Once a monolith rising from the open fields of the river bottom, the Skyview Drive-In now competes with the strip malls, fast food and the hectic traffic of North Belt West in Belleville. Opened in the summer of 1949, the Skyview was state of the art -- even expanding, like a dinosaur sprouting freakish wings, to Cinemascope dimensions -- until a tornado ripped those wings off in 1955. Twenty-six years later another wind storm all but razed the pink structure. The drive-in rose again, this time with two screens, now showing double features on summer nights. The look and feel of a '50s drive-in remains: The rocket-ship marquee announces titles like Matrix: Reloaded and American Wedding, kids hit the swings on the simple playground, and teenagers hustle corn dogs and lemonade at the snack shop. The sound system has abandoned the window-mount speakers and now transmits via radio waves; bring lounge chairs and a portable radio and you can sit under the stars and sink into the dream that only movies -- gigantic and irresistible as the horizon -- inspire.

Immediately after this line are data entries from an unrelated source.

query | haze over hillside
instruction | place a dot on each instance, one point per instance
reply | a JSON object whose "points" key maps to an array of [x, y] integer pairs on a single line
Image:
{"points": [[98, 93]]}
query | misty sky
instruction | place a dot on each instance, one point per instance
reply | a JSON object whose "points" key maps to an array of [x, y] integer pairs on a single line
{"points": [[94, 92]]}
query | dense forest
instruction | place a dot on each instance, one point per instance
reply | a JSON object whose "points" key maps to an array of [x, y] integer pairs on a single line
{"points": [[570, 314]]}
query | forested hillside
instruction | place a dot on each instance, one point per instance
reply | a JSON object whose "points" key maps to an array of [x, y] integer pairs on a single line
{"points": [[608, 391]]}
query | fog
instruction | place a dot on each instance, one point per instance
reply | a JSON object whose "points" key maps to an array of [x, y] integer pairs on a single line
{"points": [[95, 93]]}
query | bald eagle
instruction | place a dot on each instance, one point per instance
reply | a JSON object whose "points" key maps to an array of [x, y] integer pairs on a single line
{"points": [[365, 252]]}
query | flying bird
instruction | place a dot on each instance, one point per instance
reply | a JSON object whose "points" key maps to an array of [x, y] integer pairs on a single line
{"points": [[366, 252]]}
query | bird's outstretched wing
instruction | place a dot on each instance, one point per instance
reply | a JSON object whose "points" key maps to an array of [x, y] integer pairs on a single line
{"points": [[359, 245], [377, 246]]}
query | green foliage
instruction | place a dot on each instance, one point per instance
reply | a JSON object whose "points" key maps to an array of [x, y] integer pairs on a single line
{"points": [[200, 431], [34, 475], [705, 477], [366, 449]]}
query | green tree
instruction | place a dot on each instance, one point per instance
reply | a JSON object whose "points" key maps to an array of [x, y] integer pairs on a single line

Cinema St. Louis, the organization formerly known as SLIFF, has grown in many directions over the past few years, the best of which showcases the filmmaking talents of homegrown auteurs. The St. Louis Filmmakers Showcase celebrated its third anniversary in 2003, hosting the talents of more than 65 local artists and entertaining some 2,200 viewers over the course of five days in June -- including one crowd of 700-plus for the premiere of Chris Grega's Amphetamine. The best twenty films were selected to screen again in the film festival in November: much-deserved exposure. Through its special events and forums, Cinema St. Louis promotes film "as an art form," providing opportunities to see works that would otherwise never see light in St. Louis' corporate-owned theaters.
There isn't a lot of money to be made on the local rock scene if you're a musician -- Clear Channel sees to that; hence the merch table that appears at nearly every show. Local bands attempt to financially justify getting the night off from work to play the show by selling logoed and branded shirts, hats, CD-R's, singles, tape comps, live videos, anything at all that brings in more money than it costs to make or buy wholesale. Some bands are better than others at merchandising themselves, but when it comes to laying out an enticing array of self-promotional paraphernalia, the Conformists are the acknowledged masters of the art. In addition to keeping all the aforementioned items in stock, the Conformists have, at various shows, attempted to sell rocks with "Conformists" hand-lettered in magic marker on them, shards of metal with the distinctive Conformist Kitties sticker slapped on them and a plastic ashtray that someone left on the merch table while they were sizing T-shirts. Art statement? Fugazi-esque commentary on the commercialization of youth culture? Desperate attempt to separate drunken showgoers from their cash? Who knows? A Conformist rock is no stupider than a Dead Celebrities T-shirt.